So it's been an interesting couple of weeks, and I'm starting to wonder if standing up for myself really pays off. The reason I wonder is because over these past couple weeks, it's done the opposite. I'm afraid of what may happen at work, and I'm tired of having to worry. I'm not getting along with a couple of my co-workers and it's because I won't let them bully me. Is that so wrong? So why is it that I'm feeling like the outcast? That because I won't let someone rain on my parade, I get to feel like crap? I'm ready for the new year, to start fresh and purge myself of the negativity. I'm a good person with good qualities dammit! And people just keep trying to bring me down.
This negativity seems to be following me at home as well. I'm tired of the ungrateful. I'm finding I put myself out there a lot just to get hurt. Why is it that I'm so eager to help those I love, but they're not as eager to appreciate it? Instead I'm taken advantage of and then faulted for it when I speak up. Life is so frustrating right now.
Ok, my bitch session is done. On to happier things! Like Thanksgiving, my favorite holiday because you get to stuff yourself silly and not feel bad about it. DON"T feel bad about it people. It's one day of the year, so live it up! And then onto the greediest day of the year, Black Friday. I will be participating in the crazy greediness this year, and I'm actually a tad excited. I know what I want, and will be going for it in full force. Yay for sales!

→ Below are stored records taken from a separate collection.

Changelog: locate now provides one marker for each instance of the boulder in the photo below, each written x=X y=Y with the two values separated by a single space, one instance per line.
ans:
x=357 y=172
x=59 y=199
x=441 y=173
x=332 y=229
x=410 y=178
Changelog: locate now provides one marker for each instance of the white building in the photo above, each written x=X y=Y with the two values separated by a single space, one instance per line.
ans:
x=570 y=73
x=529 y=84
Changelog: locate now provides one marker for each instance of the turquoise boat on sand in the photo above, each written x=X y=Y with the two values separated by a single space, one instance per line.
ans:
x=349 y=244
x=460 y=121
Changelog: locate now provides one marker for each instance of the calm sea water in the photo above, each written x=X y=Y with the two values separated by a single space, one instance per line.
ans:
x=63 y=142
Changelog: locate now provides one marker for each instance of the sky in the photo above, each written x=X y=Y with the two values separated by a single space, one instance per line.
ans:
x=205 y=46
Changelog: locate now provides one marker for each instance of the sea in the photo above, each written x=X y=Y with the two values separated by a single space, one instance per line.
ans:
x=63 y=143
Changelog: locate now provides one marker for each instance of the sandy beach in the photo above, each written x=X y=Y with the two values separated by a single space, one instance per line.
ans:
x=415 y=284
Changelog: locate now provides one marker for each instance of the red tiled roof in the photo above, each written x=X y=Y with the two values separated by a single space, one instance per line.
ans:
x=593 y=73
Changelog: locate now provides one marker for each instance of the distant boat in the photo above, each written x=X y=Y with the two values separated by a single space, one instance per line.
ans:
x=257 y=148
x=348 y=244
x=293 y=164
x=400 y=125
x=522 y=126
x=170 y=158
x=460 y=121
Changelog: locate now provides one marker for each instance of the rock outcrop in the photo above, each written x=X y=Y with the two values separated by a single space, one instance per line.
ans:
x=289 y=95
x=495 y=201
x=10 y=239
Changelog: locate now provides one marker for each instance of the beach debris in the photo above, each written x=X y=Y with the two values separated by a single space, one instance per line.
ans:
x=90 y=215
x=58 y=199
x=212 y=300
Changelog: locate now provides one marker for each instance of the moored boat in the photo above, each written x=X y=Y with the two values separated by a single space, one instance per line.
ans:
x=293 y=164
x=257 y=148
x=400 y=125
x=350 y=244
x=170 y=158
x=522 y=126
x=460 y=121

I hope everyone enjoys their Turkey Day!
And even though I complained a bit above, I just need to say that I am very thankful for the family I have even though some frustrate the hell out of me, they are there for me when I need them. I'm also thankful for the job I have, even though at the moment it's coming with a lot of heartache. My job does put a roof over my head, which I am also very thankful for because the roof over my head also comes with a nice comfy bed for which I long to go lie in soon and sleep. I love sleep! AND saving the best for last, I'm so very thankful for my friendship with Jordan. She gets me, and I get her, and it's awesome.